7 December 2007, 08:27

So, I passed the proposal defence. At Toronto, this is sort of the equivalent of the comps, which we don’t do. For those of you who don’t know, but are wondering (as opposed to those of you who don’t know, but don’t care, which, trust me, I understand) the process goes like this:

First and start of second year: classes, preliminary fieldwork, external grant applications, start the proposal

Second (and for me) start of third year: focus on proposal (with a few more grant applications). Write draft, revise, revise, revise, revise, revise, polish, polish. Send to six academics of intimidatingly impressive credentials. Wait four weeks for comments.

(In my case I set up the defence for 2 days after the deadline for comments, usually it’s two weeks. This left me with only two sets of comments and one day to write a presentation responding to them. I did that because I have a cheap—relatively speaking—ticket that gets expensive after the 9th, because clvrmnky is coming with me and he has this time off work, and because we want to have a nice Christmas vacation on the beach. So the quick turn around was really mostly my fault.)

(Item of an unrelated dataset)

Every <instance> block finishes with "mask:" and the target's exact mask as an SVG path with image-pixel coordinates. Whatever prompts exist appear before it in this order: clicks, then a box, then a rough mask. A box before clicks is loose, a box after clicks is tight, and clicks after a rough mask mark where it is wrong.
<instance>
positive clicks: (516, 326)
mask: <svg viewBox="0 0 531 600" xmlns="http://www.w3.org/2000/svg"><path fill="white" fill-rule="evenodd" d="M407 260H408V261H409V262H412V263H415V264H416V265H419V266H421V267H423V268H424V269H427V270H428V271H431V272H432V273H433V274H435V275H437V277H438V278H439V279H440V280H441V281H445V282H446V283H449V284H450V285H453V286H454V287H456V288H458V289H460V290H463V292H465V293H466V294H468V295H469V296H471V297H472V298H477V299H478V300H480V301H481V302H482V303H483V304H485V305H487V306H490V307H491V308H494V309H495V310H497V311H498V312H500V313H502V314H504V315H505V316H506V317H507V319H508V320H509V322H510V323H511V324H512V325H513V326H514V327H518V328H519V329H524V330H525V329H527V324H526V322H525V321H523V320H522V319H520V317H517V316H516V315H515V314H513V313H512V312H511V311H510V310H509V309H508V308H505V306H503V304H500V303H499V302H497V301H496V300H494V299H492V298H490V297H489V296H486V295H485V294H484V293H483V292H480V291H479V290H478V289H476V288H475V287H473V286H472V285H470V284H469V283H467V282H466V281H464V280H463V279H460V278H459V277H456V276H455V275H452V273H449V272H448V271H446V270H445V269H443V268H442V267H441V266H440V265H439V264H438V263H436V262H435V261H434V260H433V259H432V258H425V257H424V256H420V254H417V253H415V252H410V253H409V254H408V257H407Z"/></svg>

I wrote the presentation starting at 9 am and going until 12 am (with breaks for eating, lots of staring at the screen, writing one sentence then erasing it, consultations with a friend about how I was approaching the comments, and about 45 minutes to deal with a minor visa SNAFU that has been resolved). I stayed over at a friend’s place in Toronto so that I would be able to get to the defence in time, and arrived hungry and tired because I could neither eat nor sleep well in the days before.

Then it was two hours of being on the spot. There were 5 academics there, in a semi-circle around me in our department’s new enormous board room. I read my presentation, and then answered their questions. It was gruelling, even though they were mostly kind and encouraging. They (mostly gently) pointed out what felt like major flaws and oversights and asked how I would deal with them, had I thought about them, etc. Some I answered well, some not so much. After two hours I left the room for about 5 minutes and then they came out and said I passed. It was slightly anti-climactic.

So, we are off to Accra on Sunday, and then Kumasi on Tuesday or Wednesday. I will be updating more regularly now that I have (or at least anticipate having) more interesting things to say than “got up, drank coffee, edited proposal, went to bed.” I look forward to hearing from those of you who’ve promised comments, emails, and letters. Everyone’s good wishes and encouragement have helped keep me going through the harder stages of this process, and give me the courage to face a year alone. Thank you.